The coagulant from the glands on either side of my tongue was more difficult and time consuming to extract, but it was keeping Sanctus fixated and distracted.  I could only ever hope to put up half a bottle of the stuff a day for Medicus, and I had already used up quite a bit on the five volunteers from earlier.  He’d have to make due with a quarter of a bottle today.  He didn’t use it often, and it was shelf stable for about four weeks.  Most often he utilized the anesthetic as a localized treatment when suturing large wounds and the coagulant for bleeding that refused to stop.  As long as we weren’t in a siege and no one chopped a finger off, it wasn’t needed.  So, I didn’t feel too bad.  I’d try to come down the next morning and fill in his inventory.  It was usually safer to provide when I knew for a fact I wasn’t needed in the field.

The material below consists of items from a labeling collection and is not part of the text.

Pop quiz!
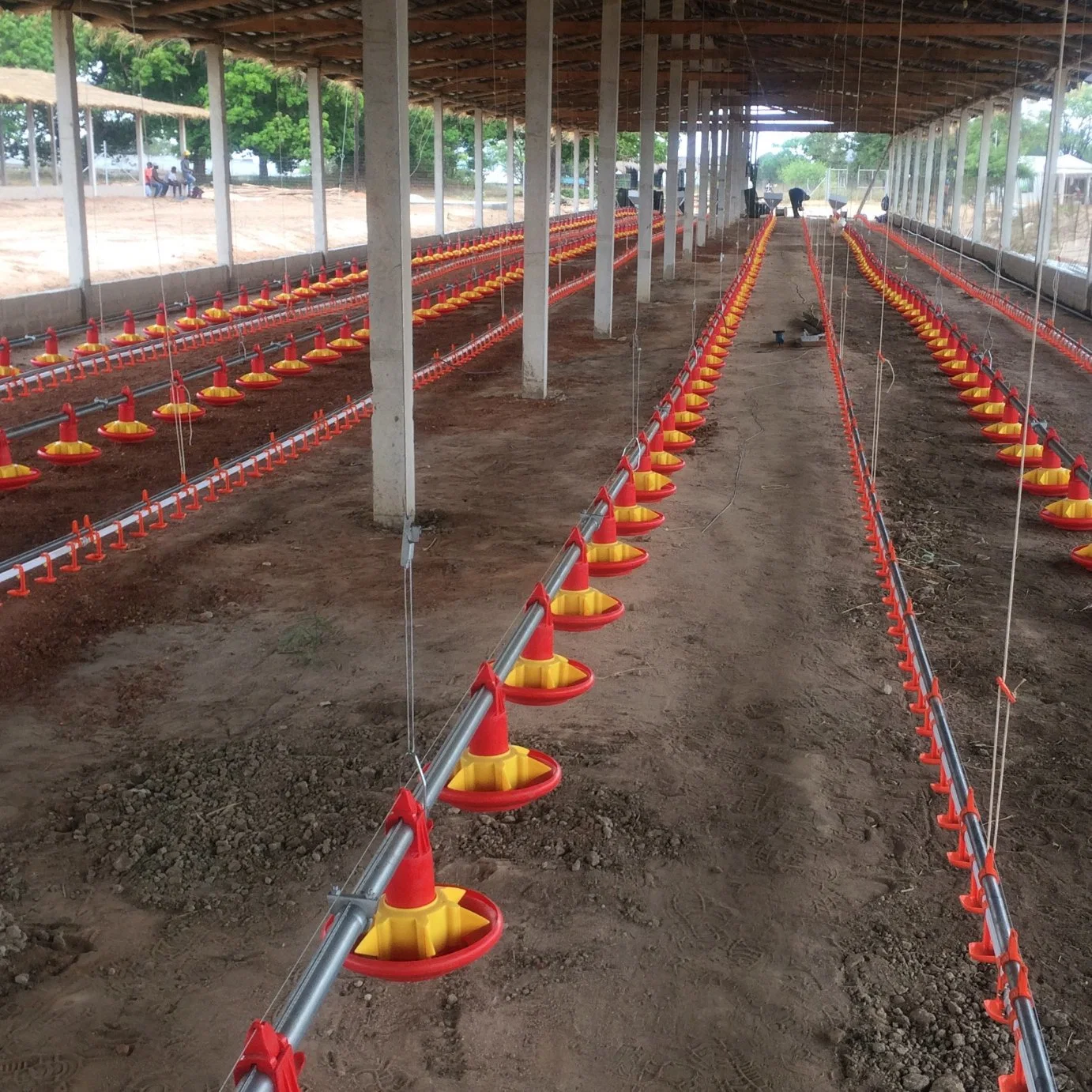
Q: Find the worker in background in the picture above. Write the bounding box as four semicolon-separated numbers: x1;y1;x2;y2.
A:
789;186;811;220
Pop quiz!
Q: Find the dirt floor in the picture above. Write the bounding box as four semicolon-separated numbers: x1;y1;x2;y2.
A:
0;186;528;296
0;222;1087;1092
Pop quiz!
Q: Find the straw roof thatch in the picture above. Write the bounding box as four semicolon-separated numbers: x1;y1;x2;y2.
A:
0;68;209;118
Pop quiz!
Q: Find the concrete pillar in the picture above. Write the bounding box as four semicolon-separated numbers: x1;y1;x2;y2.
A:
363;0;416;529
523;0;561;398
134;111;147;188
307;66;329;254
1001;88;1023;250
49;8;91;289
427;98;448;235
971;98;994;243
637;0;660;303
572;129;580;212
474;109;485;231
664;0;686;281
683;40;700;261
83;109;98;198
695;89;712;247
504;117;515;224
595;0;621;337
951;108;971;239
205;46;235;268
26;103;38;188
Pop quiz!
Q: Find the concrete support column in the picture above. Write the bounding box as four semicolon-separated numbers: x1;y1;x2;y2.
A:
951;108;971;239
363;0;416;529
664;0;686;281
504;118;515;224
307;66;329;254
595;0;621;337
572;129;580;212
695;91;712;247
49;8;91;289
26;103;38;189
971;98;994;243
683;43;700;261
523;0;555;398
205;46;235;268
474;109;485;231
83;108;98;198
1001;88;1023;250
637;0;660;303
427;98;448;235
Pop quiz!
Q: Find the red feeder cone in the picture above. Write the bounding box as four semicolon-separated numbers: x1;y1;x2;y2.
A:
440;664;561;812
1023;434;1069;497
201;292;232;326
615;458;667;537
31;326;68;368
551;528;626;634
329;314;363;354
588;489;649;577
1038;455;1092;531
144;303;171;337
345;789;504;981
198;356;246;406
0;428;42;492
98;386;155;443
38;402;103;466
269;334;311;375
152;371;205;424
109;311;148;347
303;326;341;363
75;319;109;356
236;345;284;391
504;584;595;706
175;296;209;333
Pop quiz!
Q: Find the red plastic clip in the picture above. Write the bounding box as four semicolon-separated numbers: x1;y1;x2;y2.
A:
232;1020;305;1092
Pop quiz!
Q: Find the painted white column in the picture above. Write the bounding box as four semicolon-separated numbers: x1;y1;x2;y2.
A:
951;108;971;239
695;88;712;247
572;129;580;212
474;109;485;231
307;66;329;254
205;46;235;268
1001;88;1023;250
26;103;38;189
595;0;621;337
49;8;91;289
83;109;98;198
363;0;416;529
427;98;448;235
663;0;686;281
971;98;994;243
523;0;561;398
637;0;660;303
504;117;515;224
683;40;700;261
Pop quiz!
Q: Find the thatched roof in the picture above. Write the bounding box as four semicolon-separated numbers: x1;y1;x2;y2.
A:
0;68;209;118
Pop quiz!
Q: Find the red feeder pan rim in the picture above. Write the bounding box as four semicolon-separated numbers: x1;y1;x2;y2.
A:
440;749;561;816
336;884;504;981
503;659;595;706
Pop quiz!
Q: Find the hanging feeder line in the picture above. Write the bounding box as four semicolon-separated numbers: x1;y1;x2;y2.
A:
845;227;1092;568
0;209;611;348
0;224;663;597
234;210;777;1092
0;210;634;402
861;217;1092;371
804;220;1056;1092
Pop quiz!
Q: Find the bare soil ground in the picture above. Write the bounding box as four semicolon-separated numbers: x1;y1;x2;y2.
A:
0;223;1086;1092
0;186;523;296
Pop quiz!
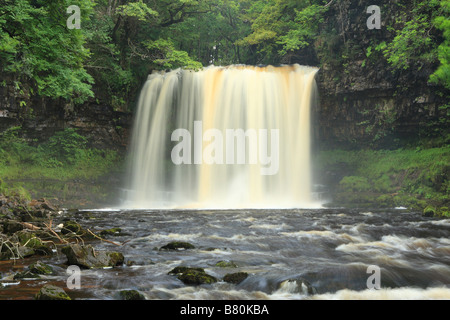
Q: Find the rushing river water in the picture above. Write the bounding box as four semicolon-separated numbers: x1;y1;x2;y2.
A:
0;209;450;299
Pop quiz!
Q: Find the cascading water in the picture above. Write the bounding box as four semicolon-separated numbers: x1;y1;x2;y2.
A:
127;65;318;208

Medicus cleaned Sanctus’s wounds while he was enraptured with the vial.  Finished with the coagulant, I set everything aside and took up his hands at Medicus’s signal that he was going to begin suturing.  Sanctus never made a sound through the entire procedure, his only tell was the strength by which he gripped my hands.  The harder he pressed, the more power I siphoned off him.  I was slowly speculating what Gemma had done to the man sitting in front of me.  Physical torture was at the top of the list.  Psychological torture and manipulative training was next.  I was going to have to find a safe way to burn off this energy.

“Finished.” Medicus set his tray aside and went to his pharmaceuticals bay and pulled out a series of lozenges he bottled.  He brought them back to us.  Sanctus had turned into a zombie.  I looked up at Medicus, hoping he had something useful.  He shook his head.  “It’ll take a long time and a lot of patience, Lunam.  She’s torn him apart.  Give him a safe space.  When able, bring him back, and we’ll start trying to help him move forward. For now, take these with you.  He needs to take one of these three times a day for the next eight while his back heals.  Bring him in when the bottle is empty, and I’ll see if the stitches can be removed then.  The bandaging needs to be changed each day, and don’t let him soak in water ‘til the wounds are completely sealed.  Your coagulant would make this faster, but there’s not a lot here to work with, and I don’t think he’ll take to be bathed like a cat.” He handed me the bottle and a bag of wrapped bandages.

“Thank you, Medicus.” I shook the man’s hand and rose from my gurney.  “Count my chips towards his treatment?”

“Sounds like a fair trade then.”  

Sanctus looked up at me, though I’m not sure he was processing anything.  “Let’s go.” I keep the Angelus command short and authoritative.  I hate it, but gentle questions weren’t getting us anywhere yet.  I let go of Sanctus’s other hand and collected my coat.  Sanctus rose meekly, the sheet slipping from him as he mutely waited for my next command.  “Put this on.” I held the coat for him to slip his arms in.  He stared at it uncertainly for a moment.  He clearly had not been helped into a shirt or coat before.  I shook the garment a little to indicate to him he needed to hurry.  He furrowed his brows in confusion as he pushed his arms into the sleeves.  I pulled it around him and buttoned him into it.  The garment swamped him to the floor.  He fingered the lapels, a blank expression washing out his eyes.  I was going to massacre Gemma’s entire compound.